Head modules for Gaussian policies¶

class pfrl.policies.GaussianHeadWithFixedCovariance(scale=1)[source]¶

Gaussian head with fixed covariance.

This module is intended to be attached to a neural network that outputs the mean of a Gaussian policy. Its covariance is fixed to a diagonal matrix with a given scale.

Parameters:	scale (float) – Scale parameter.

class pfrl.policies.GaussianHeadWithDiagonalCovariance(var_func=<built-in function softplus>)[source]¶

Gaussian head with diagonal covariance.

This module is intended to be attached to a neural network that outputs a vector that is twice the size of an action vector. The vector is split and interpreted as the mean and diagonal covariance of a Gaussian policy.

Parameters:	var_func (callable) – Callable that computes the variance from the second input. It should always return positive values.

class pfrl.policies.GaussianHeadWithStateIndependentCovariance(action_size, var_type='spherical', var_func=<built-in function softplus>, var_param_init=0)[source]¶

Gaussian head with state-independent learned covariance.

This link is intended to be attached to a neural network that outputs the mean of a Gaussian policy. The only learnable parameter this link has determines the variance in a state-independent way.

State-independent parameterization of the variance of a Gaussian policy is often used with PPO and TRPO, e.g., in https://arxiv.org/abs/1709.06560.

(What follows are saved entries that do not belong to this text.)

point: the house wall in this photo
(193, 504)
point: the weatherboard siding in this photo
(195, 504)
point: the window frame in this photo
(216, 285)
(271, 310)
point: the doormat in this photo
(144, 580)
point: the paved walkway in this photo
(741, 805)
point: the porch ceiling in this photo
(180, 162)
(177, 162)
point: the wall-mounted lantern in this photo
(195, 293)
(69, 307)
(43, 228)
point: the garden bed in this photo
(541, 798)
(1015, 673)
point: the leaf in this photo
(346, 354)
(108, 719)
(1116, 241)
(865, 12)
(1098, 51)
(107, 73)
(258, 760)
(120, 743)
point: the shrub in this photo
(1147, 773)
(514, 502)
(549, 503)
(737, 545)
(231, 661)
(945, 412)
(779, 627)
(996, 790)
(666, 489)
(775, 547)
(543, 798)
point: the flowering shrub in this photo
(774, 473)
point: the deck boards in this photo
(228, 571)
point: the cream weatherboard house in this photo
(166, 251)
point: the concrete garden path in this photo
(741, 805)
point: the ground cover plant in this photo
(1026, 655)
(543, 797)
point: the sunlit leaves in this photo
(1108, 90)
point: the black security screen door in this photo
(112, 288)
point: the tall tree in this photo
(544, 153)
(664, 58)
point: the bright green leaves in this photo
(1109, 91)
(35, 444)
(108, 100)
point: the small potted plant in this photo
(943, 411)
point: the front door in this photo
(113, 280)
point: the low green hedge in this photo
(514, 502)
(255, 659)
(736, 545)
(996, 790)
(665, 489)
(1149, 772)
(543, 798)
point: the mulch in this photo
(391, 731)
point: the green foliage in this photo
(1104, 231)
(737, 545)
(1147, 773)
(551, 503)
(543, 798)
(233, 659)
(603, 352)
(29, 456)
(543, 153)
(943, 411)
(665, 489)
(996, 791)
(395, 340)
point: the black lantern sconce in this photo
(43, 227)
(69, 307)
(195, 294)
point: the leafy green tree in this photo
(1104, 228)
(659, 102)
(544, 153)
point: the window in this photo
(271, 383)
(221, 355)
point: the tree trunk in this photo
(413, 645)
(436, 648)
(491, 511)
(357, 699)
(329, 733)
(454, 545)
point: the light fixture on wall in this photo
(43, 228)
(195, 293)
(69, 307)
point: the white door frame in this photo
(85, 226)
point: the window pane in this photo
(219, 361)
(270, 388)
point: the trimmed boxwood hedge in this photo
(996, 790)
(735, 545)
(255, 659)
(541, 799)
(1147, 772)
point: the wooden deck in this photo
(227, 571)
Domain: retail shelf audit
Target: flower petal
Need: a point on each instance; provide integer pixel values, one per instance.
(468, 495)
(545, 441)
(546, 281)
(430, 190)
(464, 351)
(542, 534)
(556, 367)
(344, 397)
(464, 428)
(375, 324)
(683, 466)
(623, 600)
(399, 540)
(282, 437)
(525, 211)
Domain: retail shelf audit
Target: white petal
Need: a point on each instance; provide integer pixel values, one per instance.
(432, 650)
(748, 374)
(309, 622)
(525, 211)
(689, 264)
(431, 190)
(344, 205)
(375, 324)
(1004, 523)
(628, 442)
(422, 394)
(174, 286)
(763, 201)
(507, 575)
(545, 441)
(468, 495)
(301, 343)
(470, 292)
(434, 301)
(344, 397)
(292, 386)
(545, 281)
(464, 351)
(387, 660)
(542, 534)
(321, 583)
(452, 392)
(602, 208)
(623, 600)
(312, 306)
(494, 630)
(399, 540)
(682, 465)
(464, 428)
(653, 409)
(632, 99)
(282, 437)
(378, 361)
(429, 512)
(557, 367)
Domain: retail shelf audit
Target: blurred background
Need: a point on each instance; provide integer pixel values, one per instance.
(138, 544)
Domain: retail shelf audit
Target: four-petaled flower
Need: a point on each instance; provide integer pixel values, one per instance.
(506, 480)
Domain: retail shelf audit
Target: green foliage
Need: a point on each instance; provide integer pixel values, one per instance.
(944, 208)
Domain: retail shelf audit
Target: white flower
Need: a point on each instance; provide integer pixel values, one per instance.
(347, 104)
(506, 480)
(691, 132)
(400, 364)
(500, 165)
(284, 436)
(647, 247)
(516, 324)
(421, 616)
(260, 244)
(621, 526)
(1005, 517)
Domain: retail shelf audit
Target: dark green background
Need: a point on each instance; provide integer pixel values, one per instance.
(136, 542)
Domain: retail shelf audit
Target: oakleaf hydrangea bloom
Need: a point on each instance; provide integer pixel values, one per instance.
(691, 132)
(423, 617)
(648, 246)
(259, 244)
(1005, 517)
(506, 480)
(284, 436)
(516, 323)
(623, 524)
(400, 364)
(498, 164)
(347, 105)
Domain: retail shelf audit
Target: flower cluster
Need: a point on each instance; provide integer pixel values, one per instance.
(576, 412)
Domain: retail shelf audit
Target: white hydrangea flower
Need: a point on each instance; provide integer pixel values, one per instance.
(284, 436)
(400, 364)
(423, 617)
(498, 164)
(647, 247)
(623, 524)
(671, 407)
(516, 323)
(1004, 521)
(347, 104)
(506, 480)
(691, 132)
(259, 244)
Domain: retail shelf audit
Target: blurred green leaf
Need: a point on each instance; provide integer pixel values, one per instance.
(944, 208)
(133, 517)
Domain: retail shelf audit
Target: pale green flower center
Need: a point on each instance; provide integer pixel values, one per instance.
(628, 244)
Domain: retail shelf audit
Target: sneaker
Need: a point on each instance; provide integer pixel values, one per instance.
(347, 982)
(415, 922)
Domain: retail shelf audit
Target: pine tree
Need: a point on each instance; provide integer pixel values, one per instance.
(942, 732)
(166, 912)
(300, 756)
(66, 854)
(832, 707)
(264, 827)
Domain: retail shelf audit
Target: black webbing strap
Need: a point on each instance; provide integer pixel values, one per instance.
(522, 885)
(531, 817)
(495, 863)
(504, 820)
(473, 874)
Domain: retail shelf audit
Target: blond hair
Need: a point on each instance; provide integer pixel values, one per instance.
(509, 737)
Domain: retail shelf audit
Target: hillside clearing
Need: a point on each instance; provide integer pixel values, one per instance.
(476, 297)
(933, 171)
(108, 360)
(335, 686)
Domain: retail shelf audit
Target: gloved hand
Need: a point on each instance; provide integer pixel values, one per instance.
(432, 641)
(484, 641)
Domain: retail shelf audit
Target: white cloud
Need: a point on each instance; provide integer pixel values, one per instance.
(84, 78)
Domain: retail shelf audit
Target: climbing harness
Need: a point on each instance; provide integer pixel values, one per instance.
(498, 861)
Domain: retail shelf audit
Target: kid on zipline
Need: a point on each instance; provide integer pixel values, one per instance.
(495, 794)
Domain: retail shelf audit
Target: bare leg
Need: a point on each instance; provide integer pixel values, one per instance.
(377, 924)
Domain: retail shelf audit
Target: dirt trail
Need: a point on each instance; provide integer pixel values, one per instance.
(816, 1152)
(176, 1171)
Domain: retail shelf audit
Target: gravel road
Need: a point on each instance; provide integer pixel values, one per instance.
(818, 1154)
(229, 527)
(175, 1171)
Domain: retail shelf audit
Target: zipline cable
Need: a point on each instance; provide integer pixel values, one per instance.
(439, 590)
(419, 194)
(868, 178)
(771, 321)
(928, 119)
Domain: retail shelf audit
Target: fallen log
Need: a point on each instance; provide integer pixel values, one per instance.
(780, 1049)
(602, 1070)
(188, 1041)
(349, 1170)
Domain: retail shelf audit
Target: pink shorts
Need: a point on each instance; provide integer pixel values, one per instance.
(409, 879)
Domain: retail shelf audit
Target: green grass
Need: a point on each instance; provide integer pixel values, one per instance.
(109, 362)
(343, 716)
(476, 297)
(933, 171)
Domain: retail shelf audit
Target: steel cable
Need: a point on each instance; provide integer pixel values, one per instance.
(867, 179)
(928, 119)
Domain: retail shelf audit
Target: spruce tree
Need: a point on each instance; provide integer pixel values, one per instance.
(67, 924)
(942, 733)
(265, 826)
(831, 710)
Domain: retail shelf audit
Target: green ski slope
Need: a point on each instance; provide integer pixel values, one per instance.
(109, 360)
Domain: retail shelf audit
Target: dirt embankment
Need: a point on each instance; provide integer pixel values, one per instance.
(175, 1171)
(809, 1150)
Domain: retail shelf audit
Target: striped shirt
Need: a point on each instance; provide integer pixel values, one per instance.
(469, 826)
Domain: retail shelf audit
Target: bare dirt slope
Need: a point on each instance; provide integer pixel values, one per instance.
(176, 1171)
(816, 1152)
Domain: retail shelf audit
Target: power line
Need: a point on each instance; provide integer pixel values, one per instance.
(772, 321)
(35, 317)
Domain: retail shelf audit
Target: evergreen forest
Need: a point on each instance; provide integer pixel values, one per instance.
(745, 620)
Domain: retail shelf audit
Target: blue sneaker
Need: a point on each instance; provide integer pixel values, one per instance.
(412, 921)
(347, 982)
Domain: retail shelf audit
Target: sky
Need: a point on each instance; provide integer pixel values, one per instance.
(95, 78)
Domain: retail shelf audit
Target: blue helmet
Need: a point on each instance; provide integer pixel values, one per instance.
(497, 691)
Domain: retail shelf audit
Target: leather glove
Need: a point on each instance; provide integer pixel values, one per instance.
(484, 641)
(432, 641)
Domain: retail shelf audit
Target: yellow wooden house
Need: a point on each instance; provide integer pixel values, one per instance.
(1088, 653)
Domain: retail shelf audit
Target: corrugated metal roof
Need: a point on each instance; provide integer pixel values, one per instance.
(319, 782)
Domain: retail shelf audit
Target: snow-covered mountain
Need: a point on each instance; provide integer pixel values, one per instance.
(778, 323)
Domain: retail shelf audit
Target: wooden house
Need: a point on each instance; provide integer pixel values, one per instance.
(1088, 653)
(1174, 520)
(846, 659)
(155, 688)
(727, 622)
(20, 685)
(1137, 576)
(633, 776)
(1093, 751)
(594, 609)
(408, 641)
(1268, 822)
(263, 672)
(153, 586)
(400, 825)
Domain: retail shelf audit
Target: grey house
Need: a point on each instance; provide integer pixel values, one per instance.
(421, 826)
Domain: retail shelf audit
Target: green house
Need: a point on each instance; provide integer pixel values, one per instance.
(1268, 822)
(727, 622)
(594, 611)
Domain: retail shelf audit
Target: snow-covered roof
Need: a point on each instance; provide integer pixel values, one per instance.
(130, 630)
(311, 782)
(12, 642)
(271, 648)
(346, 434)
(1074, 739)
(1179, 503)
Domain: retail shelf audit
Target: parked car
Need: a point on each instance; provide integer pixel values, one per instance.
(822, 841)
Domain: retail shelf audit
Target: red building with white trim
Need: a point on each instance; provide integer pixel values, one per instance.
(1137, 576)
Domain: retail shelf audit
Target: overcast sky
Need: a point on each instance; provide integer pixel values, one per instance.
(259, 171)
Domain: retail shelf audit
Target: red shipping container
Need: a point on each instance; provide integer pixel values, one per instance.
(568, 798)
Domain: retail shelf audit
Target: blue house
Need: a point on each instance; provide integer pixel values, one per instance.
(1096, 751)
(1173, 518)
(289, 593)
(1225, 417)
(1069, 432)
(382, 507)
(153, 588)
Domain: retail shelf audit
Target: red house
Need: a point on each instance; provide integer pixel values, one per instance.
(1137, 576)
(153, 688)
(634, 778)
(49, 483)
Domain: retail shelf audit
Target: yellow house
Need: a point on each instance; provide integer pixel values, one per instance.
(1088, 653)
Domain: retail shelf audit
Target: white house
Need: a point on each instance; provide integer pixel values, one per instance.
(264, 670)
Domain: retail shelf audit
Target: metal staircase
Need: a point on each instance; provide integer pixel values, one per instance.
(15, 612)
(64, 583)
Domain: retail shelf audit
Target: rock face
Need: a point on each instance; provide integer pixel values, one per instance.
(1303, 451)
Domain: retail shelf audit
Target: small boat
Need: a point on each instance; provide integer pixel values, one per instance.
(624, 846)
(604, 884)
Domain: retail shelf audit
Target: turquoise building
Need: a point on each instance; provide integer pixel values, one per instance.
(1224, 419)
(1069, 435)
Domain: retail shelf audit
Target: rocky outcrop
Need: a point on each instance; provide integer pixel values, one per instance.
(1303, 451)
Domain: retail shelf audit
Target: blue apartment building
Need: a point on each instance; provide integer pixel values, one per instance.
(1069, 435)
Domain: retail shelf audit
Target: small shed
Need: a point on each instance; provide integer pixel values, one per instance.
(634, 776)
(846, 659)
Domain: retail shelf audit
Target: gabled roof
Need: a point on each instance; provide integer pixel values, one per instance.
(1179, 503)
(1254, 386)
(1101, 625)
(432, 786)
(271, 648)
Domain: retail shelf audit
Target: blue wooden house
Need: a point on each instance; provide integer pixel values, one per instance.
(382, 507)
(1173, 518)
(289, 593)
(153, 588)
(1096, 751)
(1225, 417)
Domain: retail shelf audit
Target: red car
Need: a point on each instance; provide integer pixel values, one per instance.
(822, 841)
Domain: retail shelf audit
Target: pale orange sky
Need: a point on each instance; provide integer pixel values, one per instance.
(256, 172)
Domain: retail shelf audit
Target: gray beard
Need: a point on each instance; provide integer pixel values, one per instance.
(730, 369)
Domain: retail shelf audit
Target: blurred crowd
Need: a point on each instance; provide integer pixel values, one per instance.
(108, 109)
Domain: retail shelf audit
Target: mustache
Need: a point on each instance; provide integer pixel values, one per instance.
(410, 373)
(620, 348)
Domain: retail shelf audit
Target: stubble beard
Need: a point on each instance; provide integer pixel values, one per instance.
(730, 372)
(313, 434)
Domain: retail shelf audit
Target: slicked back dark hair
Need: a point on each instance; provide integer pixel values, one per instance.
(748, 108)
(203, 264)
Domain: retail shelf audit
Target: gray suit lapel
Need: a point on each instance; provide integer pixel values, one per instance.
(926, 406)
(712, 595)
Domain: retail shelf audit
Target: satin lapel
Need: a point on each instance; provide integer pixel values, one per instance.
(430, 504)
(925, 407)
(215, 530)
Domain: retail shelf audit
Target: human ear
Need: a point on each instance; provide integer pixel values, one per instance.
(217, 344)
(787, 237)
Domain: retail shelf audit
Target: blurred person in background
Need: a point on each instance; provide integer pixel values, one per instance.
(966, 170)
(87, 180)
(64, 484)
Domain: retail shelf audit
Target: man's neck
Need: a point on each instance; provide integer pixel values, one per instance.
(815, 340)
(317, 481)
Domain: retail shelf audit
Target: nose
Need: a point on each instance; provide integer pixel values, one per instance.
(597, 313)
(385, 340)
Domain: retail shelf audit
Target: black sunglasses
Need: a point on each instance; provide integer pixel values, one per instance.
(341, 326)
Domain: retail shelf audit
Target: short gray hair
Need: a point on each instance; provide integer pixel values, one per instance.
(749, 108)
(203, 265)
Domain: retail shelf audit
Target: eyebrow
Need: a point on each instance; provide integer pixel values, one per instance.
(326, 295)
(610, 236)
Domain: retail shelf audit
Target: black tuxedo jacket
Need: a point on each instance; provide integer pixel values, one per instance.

Parameters:	action_size (int) – Number of dimensions of the action space. var_type (str) – Type of parameterization of variance. It must be ‘spherical’ or ‘diagonal’. var_func (callable) – Callable that computes the variance from the var parameter. It should always return positive values. var_param_init (float) – Initial value the var parameter.

Head modules for deterministic policies¶

class pfrl.policies.DeterministicHead[source]¶: Head module for a deterministic policy.

Head modules for categorical policies¶

class pfrl.policies.SoftmaxCategoricalHead[source]¶